黒1と受ければ普通の進行、白2も好点だが黒3とツケて黒も戦えます。


【第2譜】(1~22)白14の両ガカリに黒は15以下ツケノビで頭を出して、白22までとなりました。次の黒の一手は?

【第3譜】(1~28)黒23とハサムのが正解です。途中黒27のツケが好手、白28はどうでしたか

黒にチャンス到来です。

【第4譜】(1~32)黒27で断点を補ってから黒29と切れば黒もやれます。
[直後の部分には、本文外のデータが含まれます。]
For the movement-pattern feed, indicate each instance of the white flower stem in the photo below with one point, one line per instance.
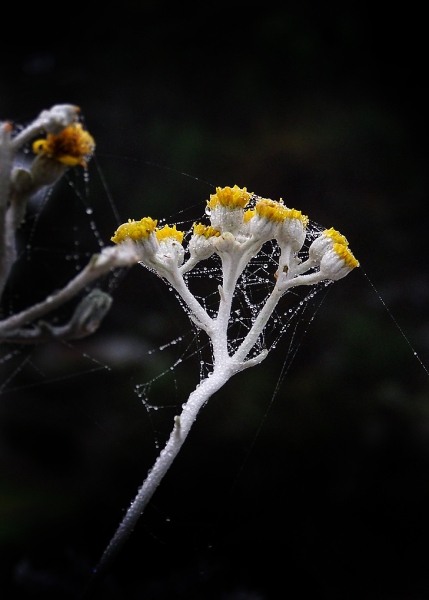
(182, 426)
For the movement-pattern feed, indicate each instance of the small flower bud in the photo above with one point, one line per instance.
(337, 262)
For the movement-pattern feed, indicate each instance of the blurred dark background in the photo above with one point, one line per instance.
(321, 490)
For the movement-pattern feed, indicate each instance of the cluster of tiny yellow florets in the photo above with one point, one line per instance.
(72, 146)
(206, 231)
(277, 211)
(234, 197)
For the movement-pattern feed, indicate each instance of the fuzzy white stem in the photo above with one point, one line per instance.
(182, 426)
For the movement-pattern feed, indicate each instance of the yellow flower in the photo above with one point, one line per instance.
(277, 211)
(347, 257)
(234, 197)
(169, 232)
(72, 146)
(134, 230)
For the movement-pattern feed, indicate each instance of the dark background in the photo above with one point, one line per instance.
(322, 492)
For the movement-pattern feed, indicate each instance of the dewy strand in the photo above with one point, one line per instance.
(237, 227)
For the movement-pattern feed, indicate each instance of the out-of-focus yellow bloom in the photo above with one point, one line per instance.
(73, 146)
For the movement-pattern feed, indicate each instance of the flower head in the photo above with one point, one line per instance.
(201, 243)
(136, 231)
(272, 219)
(71, 147)
(226, 208)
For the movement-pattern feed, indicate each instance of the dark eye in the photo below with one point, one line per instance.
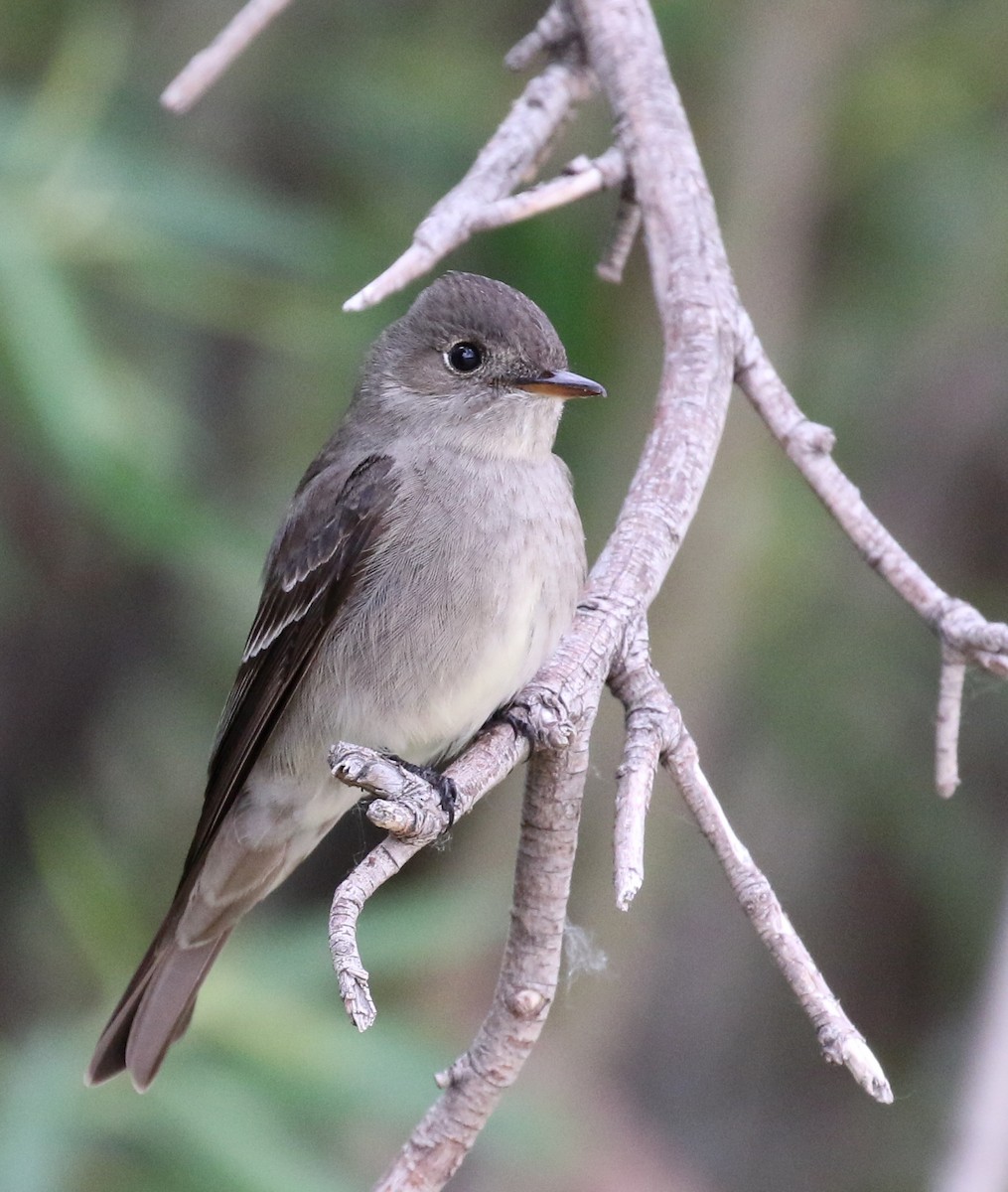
(464, 357)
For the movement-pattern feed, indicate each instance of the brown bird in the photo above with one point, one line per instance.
(425, 569)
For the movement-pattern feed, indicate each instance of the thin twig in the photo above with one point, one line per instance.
(555, 27)
(508, 159)
(205, 69)
(808, 446)
(487, 763)
(579, 178)
(653, 724)
(946, 722)
(526, 984)
(838, 1037)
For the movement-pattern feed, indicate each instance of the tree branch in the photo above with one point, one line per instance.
(510, 158)
(205, 69)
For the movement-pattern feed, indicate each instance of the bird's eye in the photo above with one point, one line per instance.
(464, 357)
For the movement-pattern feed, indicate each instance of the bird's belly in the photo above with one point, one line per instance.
(447, 623)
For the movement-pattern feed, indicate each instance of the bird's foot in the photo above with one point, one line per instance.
(400, 792)
(446, 788)
(538, 715)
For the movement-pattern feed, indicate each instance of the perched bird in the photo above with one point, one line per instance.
(427, 566)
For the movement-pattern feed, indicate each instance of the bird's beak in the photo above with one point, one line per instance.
(561, 384)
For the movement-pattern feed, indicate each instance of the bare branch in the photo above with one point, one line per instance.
(487, 763)
(625, 233)
(838, 1036)
(808, 446)
(653, 724)
(508, 159)
(205, 69)
(554, 28)
(526, 984)
(946, 722)
(579, 178)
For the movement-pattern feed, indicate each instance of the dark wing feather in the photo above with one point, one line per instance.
(310, 571)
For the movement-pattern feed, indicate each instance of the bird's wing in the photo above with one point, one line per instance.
(311, 570)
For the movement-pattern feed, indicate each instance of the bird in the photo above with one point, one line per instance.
(427, 566)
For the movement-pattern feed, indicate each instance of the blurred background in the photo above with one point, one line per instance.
(173, 353)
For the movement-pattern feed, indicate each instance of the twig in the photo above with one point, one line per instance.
(526, 984)
(579, 178)
(653, 724)
(508, 159)
(205, 69)
(554, 28)
(838, 1037)
(625, 233)
(964, 633)
(977, 1155)
(490, 760)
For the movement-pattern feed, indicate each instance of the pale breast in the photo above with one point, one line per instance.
(469, 594)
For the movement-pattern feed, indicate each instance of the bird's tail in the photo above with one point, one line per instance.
(155, 1010)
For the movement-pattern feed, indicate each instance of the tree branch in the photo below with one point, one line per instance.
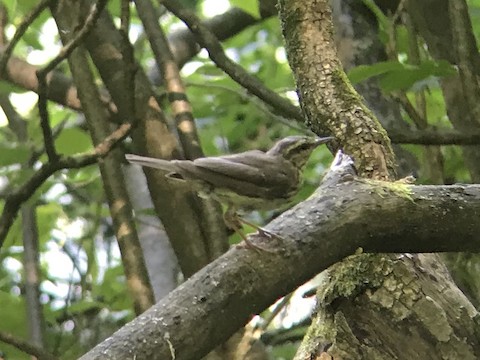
(17, 197)
(206, 38)
(21, 28)
(343, 217)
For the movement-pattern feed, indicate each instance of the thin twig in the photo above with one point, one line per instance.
(181, 106)
(43, 72)
(14, 199)
(21, 28)
(260, 105)
(206, 38)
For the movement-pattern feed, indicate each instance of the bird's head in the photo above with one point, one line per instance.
(297, 149)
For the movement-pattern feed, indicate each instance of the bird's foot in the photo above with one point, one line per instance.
(235, 222)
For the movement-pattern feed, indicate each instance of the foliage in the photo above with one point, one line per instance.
(83, 288)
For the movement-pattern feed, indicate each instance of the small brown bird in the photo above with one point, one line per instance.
(251, 180)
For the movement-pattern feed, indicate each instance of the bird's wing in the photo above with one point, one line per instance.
(241, 167)
(246, 173)
(161, 164)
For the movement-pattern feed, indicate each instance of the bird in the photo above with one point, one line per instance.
(247, 181)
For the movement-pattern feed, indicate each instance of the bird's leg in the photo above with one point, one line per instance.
(235, 222)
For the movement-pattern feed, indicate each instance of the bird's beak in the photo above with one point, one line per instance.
(320, 141)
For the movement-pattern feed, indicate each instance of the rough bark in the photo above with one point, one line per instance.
(338, 220)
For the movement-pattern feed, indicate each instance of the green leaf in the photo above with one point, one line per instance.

白32は少し辛い、

黒の次の一手は?

【参考図2】白6(15ー十六アテ)黒19(13-十七ヌキ)

(囲碁AI研究)黒1とツケてすぐに白を追及します。以下31まで黒もやれます。

【参考図3】黒5のツケには白8とカケツイで頭を出します。黒も9と戦います。白は下辺の白石を軽く見るのが良かったでしょう。

【第5譜】(1~33)黒33のカケツギが少し問題でした。白はここでどう打ちますか?

【参考図4】白1のツキアタリが相場でした。中央は手を抜いて黒も4と上辺のヒラキに回ります。

【第6譜】(1~50)白34から中央の競り合いになりました。黒37のツギが愚形となるのが黒の泣き所ですが白50まですすみ、黒の次の一手が勝敗を左右しました。

【第7譜】(1~56)黒53がほとんど敗着となったようです。強い石の方から攻めるいわゆる方向

違いでした。白54・56とカケラレて黒が苦しくなりました。

ハイライト図

【参考図5】黒53では、まず黒1・3を先手で決めて、黒7と右辺の弱石の方から攻めるのが良かったようです。これなら黒もまだ打てました。

【第8譜】(1~73)黒も57から59と反撃にでますが、白は一気に決めに行きます。黒73まで白が危ないように見えますが、、

【第9譜】(1~122)白74(13-七)

白74以下白80まで攻め合いは黒が勝てません。白はおそらく読み切りでしょう。さすがは今年の小学生名人です。

黒の晴久くんも形を作って潔く投了しました。晴久くんには貴重な経験になったかと思います。

この1局を通しておそらく一子以上強くなったように感じました。

若者は何かのきっかけで開眼するこがあります。その場に立ち会えるのが教室を営む醍醐味なのですが、晴久くんの次の飛躍に期待したいと思います。